I have a question about Parsec. The following program
import Control.Applicative ((*>),(<*)) import Text.Parsec import Text.Parsec.Char block p = char '{' *> p <* char '}' parser = block (many digit) main = parseTest parser "{123a}"
gives the output parse error at (line 1, column 5): unexpected "a" expecting "}" Note the last line mentions only '}'. I would rather like to see expecting "}" or digit since the parser could very well accept another digit here. (1) What is the reason for this behaviour? (2) Is there another combinator that behaves as I would like? (3) Otherwise, how do I write one myself? BTW, I am using parsec-3.1.0 and ghc-6.12.3. Cheers Ben

Ben Franksen wrote:
import Control.Applicative ((*>),(<*)) import Text.Parsec import Text.Parsec.Char block p = char '{' *> p <* char '}' parser = block (many digit) main = parseTest parser "{123a}"
gives the output
parse error at (line 1, column 5): unexpected "a" expecting "}"

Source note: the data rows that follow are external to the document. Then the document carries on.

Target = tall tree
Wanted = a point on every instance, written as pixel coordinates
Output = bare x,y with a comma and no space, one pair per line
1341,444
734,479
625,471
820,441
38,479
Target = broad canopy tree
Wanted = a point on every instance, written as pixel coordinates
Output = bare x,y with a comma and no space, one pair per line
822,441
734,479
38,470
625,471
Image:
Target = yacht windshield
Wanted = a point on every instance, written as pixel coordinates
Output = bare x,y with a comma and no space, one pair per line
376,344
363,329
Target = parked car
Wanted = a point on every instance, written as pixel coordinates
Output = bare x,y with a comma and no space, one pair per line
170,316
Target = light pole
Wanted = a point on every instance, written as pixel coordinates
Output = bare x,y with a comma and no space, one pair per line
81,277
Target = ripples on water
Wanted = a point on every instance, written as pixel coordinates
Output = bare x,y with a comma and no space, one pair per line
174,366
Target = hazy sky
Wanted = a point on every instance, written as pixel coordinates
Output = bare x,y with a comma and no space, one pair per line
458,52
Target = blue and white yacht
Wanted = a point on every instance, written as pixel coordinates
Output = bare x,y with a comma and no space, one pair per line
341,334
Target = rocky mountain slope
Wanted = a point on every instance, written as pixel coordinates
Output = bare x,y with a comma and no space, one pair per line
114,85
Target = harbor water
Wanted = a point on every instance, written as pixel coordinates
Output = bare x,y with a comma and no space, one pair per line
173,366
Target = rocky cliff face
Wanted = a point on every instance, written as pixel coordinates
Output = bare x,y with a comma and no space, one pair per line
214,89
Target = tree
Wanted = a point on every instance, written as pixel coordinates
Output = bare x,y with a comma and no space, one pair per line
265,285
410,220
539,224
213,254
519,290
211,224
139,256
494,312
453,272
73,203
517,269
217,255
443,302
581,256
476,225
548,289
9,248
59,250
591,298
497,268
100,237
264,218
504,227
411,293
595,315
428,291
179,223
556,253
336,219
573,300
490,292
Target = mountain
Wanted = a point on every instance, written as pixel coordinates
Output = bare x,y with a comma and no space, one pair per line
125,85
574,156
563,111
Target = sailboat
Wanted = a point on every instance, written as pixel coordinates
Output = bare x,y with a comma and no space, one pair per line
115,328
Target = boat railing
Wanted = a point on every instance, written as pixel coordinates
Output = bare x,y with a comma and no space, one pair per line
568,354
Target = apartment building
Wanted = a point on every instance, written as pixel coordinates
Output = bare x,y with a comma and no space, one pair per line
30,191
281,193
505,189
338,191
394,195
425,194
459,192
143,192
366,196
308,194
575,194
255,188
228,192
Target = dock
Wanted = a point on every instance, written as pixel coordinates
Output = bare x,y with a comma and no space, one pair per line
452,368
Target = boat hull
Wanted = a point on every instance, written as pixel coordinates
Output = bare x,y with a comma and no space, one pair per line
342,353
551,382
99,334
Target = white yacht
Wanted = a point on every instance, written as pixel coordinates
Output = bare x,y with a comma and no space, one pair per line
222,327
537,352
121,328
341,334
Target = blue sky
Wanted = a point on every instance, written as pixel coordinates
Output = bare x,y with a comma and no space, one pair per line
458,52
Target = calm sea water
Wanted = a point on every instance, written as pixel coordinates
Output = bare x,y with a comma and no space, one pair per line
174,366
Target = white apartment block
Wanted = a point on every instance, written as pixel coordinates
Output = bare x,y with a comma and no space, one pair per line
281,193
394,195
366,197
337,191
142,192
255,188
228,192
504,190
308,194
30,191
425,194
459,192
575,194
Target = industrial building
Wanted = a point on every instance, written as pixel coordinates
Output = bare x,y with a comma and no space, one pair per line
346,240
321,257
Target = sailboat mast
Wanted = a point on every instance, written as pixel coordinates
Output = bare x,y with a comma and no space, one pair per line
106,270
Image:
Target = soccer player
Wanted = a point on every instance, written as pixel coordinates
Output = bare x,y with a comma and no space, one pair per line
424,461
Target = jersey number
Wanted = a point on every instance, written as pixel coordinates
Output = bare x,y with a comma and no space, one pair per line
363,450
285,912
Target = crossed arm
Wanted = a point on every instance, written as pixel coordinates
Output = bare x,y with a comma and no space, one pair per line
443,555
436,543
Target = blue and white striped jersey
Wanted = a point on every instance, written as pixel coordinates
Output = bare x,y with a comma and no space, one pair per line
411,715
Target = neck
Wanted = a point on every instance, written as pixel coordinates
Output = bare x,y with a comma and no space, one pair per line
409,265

Note the last line mentions only '}'. I would rather like to see
expecting "}" or digit
since the parser could very well accept another digit here.
(1) What is the reason for this behaviour? (2) Is there another combinator that behaves as I would like? (3) Otherwise, how do I write one myself?
I just saw that Christian Maeder answered a similar question recently. I tried his suggestion of using manyTill and bingo:
{-# LANGUAGE NoMonomorphismRestriction #-} import Control.Applicative ((*>),(<*)) import Text.Parsec block p = char '{' *> p <* char '}' parser = block (manyTill digit (char '}')) main = parseTest parser "{123a}"
gives parse error at (line 1, column 5): unexpected "a" expecting "}" or digit So far so good. I wonder whether this parser is as efficient as the original one. Also, this style is less modular, as I have to mention the terminator in two places. Is there a non-greedy variant of 'many' so that modularity gets restored and efficiency is not lost? Cheers Ben

On Wednesday 29 September 2010 19:10:22, Ben Franksen wrote:
Note the last line mentions only '}'. I would rather like to see
expecting "}" or digit
since the parser could very well accept another digit here.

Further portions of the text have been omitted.